El sol brilla para la abuela cuando el banco le autoriza el préstamo que con el que logra internar a Mateo en la clínica de la pitic, la de los cubanos. Después de meses de intentarlo, drogarlo, doparlo, sedarlo y dormirlo con infinidad de combinaciones de fármacos, el psiquiatra propone electro convulsiones. Que lo van a resetear dice el experto. Que le reiniciarán la vida. Mariana y la abuela estaban temerosas pero entusiastas y aunque con un paso en la ruina económica, la abuela firma los papeles de la permisión.
Nada pasa. El médico recomienda esperar varios días para ver y medir resultados. Pero pasan esos. Y otros. Y muchos más y Mateo insiste en morir y matar. A veces con rabia, a veces con impotencia, pero siempre con dolor.
El galeno cubano termina por darse por vencido. Se declara incompetente y sugiere una drástica alternativa: internar a Mateo en la tristemente célebre clínica “la cruz del norte”. La abuela sabe la mala fama que ese manicomio tiene, pero es tal su desesperación que decide darle una oportunidad a la institución. Con todo el dolor de su alma se va en taxi de sitio al norponiente de la ciudad sin soltar a Mateo de la mano.
De nada sirve esperar dos horas de antesala para ser recibidos. Mateo no puede ser admitido por ser menor de edad. Ya no quedan opciones.
Los soldados distribuyen hacia un carril los camiones de pasajeros y carga pesada y los automóviles particulares hacia otro unos metros antes de la caseta de cobro. Mariana se ha quedado dormida. La abuela tiene entumidas las piernas. Están como a quince minutos de llegar a su destino. No quiere desesperarse, se repite. Esta es la buena. Ésta si funcionará.
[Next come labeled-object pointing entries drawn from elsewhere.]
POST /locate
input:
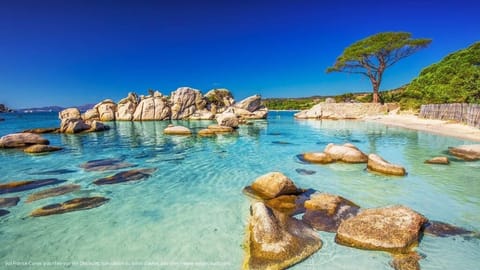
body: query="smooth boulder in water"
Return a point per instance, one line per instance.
(277, 241)
(9, 201)
(106, 164)
(70, 206)
(126, 176)
(56, 191)
(27, 185)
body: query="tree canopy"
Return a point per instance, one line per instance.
(373, 55)
(456, 78)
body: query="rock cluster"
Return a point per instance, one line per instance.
(185, 103)
(328, 110)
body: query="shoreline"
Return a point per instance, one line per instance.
(439, 127)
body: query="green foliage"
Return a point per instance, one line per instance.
(456, 78)
(290, 103)
(373, 55)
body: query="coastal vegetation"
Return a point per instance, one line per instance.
(373, 55)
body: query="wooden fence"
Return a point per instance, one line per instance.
(461, 112)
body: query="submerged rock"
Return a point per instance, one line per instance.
(438, 160)
(393, 229)
(105, 164)
(52, 192)
(441, 229)
(4, 212)
(70, 206)
(27, 185)
(40, 148)
(469, 152)
(9, 201)
(277, 241)
(274, 184)
(378, 164)
(21, 140)
(325, 212)
(126, 176)
(407, 261)
(177, 130)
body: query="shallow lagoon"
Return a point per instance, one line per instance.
(191, 213)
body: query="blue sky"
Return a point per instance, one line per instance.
(73, 52)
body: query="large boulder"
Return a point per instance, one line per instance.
(325, 212)
(152, 107)
(274, 184)
(378, 164)
(185, 101)
(250, 104)
(346, 153)
(41, 148)
(21, 140)
(177, 130)
(106, 110)
(126, 107)
(277, 241)
(393, 229)
(227, 119)
(467, 152)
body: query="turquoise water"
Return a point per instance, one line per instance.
(191, 213)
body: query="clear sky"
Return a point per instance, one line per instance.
(73, 52)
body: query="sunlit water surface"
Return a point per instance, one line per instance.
(191, 213)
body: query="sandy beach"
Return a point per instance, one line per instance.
(440, 127)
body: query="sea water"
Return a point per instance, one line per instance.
(191, 214)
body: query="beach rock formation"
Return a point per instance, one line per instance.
(106, 110)
(177, 130)
(325, 110)
(106, 164)
(125, 176)
(21, 140)
(325, 212)
(41, 148)
(277, 241)
(347, 153)
(52, 192)
(18, 186)
(438, 160)
(9, 201)
(70, 206)
(274, 184)
(378, 164)
(126, 107)
(152, 107)
(469, 152)
(393, 229)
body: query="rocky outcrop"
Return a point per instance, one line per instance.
(52, 192)
(185, 101)
(21, 140)
(70, 206)
(274, 184)
(469, 152)
(378, 164)
(325, 212)
(152, 107)
(347, 153)
(438, 160)
(177, 130)
(277, 241)
(345, 110)
(106, 110)
(126, 107)
(41, 148)
(393, 229)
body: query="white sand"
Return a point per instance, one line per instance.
(440, 127)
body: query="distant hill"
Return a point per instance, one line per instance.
(456, 78)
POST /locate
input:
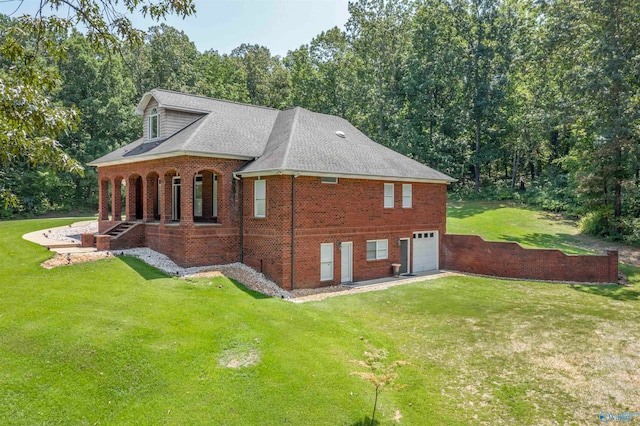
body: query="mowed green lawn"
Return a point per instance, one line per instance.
(116, 342)
(506, 222)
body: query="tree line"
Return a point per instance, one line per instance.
(517, 99)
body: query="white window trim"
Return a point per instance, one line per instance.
(378, 249)
(407, 196)
(326, 262)
(329, 180)
(389, 199)
(154, 114)
(259, 201)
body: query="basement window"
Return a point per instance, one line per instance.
(260, 198)
(326, 262)
(377, 249)
(388, 196)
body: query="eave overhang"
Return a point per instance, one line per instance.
(277, 172)
(141, 158)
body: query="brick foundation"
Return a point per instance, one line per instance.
(470, 253)
(103, 242)
(88, 240)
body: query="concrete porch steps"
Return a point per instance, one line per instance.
(119, 229)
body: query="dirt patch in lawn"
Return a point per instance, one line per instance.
(626, 254)
(74, 258)
(239, 357)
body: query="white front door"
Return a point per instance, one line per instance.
(197, 196)
(346, 256)
(425, 251)
(175, 200)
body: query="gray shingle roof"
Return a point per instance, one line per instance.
(307, 142)
(291, 141)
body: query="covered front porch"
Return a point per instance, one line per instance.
(171, 197)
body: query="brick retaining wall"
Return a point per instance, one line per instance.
(470, 253)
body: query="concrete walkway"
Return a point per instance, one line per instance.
(375, 285)
(42, 237)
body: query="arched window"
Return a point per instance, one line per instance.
(154, 124)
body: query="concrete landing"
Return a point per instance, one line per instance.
(58, 246)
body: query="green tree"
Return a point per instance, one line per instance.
(100, 88)
(29, 122)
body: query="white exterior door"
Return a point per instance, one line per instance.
(197, 196)
(175, 200)
(425, 251)
(346, 264)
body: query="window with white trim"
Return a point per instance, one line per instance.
(377, 249)
(407, 198)
(326, 262)
(388, 195)
(154, 124)
(259, 198)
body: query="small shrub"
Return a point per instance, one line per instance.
(379, 373)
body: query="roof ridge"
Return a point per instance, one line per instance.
(291, 131)
(187, 126)
(214, 99)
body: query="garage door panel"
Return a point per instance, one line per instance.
(425, 251)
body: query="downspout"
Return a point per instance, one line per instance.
(241, 197)
(293, 230)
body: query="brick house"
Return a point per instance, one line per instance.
(304, 197)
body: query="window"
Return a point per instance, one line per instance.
(326, 179)
(259, 198)
(377, 249)
(197, 196)
(214, 197)
(153, 124)
(388, 195)
(326, 262)
(406, 196)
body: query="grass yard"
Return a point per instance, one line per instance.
(507, 222)
(117, 342)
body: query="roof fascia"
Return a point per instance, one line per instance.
(276, 172)
(139, 159)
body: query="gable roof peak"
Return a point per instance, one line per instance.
(181, 101)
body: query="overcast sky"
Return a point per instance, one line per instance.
(222, 25)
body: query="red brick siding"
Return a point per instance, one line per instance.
(267, 241)
(132, 237)
(353, 210)
(187, 243)
(470, 253)
(88, 240)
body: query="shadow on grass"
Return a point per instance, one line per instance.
(461, 210)
(615, 292)
(252, 293)
(366, 421)
(146, 271)
(563, 242)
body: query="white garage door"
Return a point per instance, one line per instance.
(425, 251)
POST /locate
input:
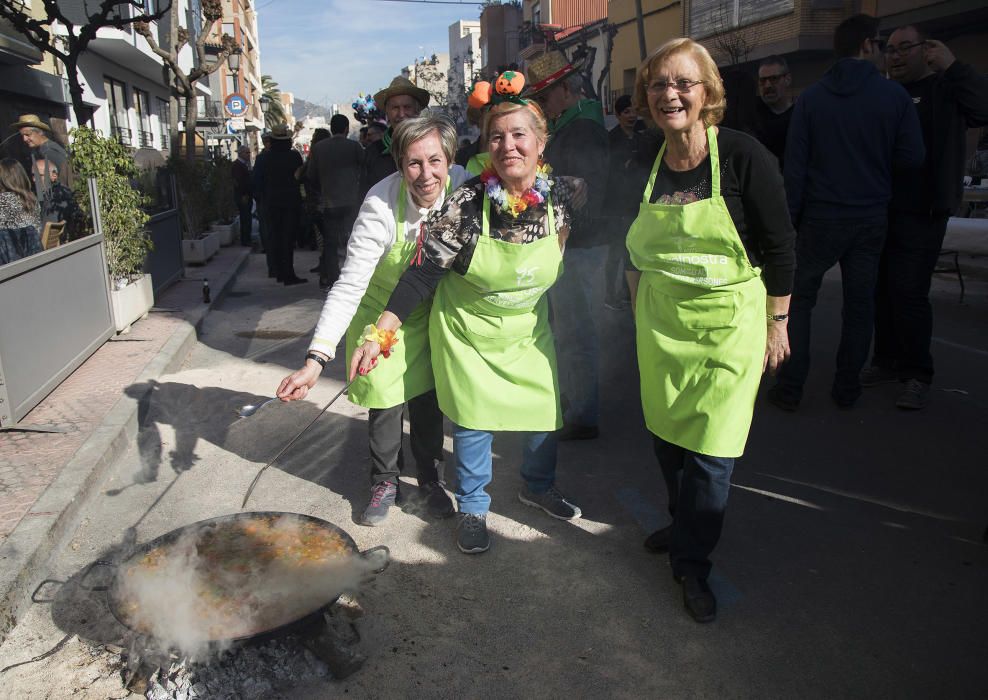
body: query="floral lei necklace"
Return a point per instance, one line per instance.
(510, 204)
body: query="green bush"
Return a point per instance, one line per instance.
(205, 193)
(127, 240)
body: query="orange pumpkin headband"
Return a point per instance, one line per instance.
(507, 88)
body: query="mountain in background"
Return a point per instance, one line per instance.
(302, 109)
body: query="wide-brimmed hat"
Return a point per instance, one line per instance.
(30, 120)
(546, 70)
(401, 86)
(280, 132)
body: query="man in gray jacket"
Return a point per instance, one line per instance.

La última opción llega por consejo de una vecina. Quien tiene una comadre con un problema similar. Quien internó al ahijado en ese lugar y a los seis meses se lo entregaron como nuevo. La abuela duda. Lo piensa muchos días. Visita las instalaciones, conoce a los encargados. Pero es que eran tantos los rumores: que si ahí les pegan, que si los explotan, que si ahí mismo les venden la droga. Pero también hay buenas referencias y ante la falta de opciones, una mañana cuatro hombres corpulentos vestidos de enfermero llegan por él mientras desayuna y se lo llevan frente a los ojos de la abuela, llenos de tristeza y lágrimas.
Mateo tiene casi un mes en ese lugar, sabe la abuela que con escucharlo sabrá si todo está bien. Llevan dos bolsas de mandado. Traen jugo de naranja y burritos de papa con chorizo. La abuela y Mariana se bajan del camión en la gasolinera y de ahí se dirigen a pie a buscar el lugar. No puede estar muy lejos dicen cuando han transcurrido dos cuadras. Mariana grita de pronto que allá se ve un patio con cerco alto y señala el letrero del centro de Rehabilitación. “No menores, no trastornos mentales, solo adictos” dice el reglamento en la puerta. ¿Aquí es abuela? pregunta Mariana, acuérdate que nos dijeron que era una escuela.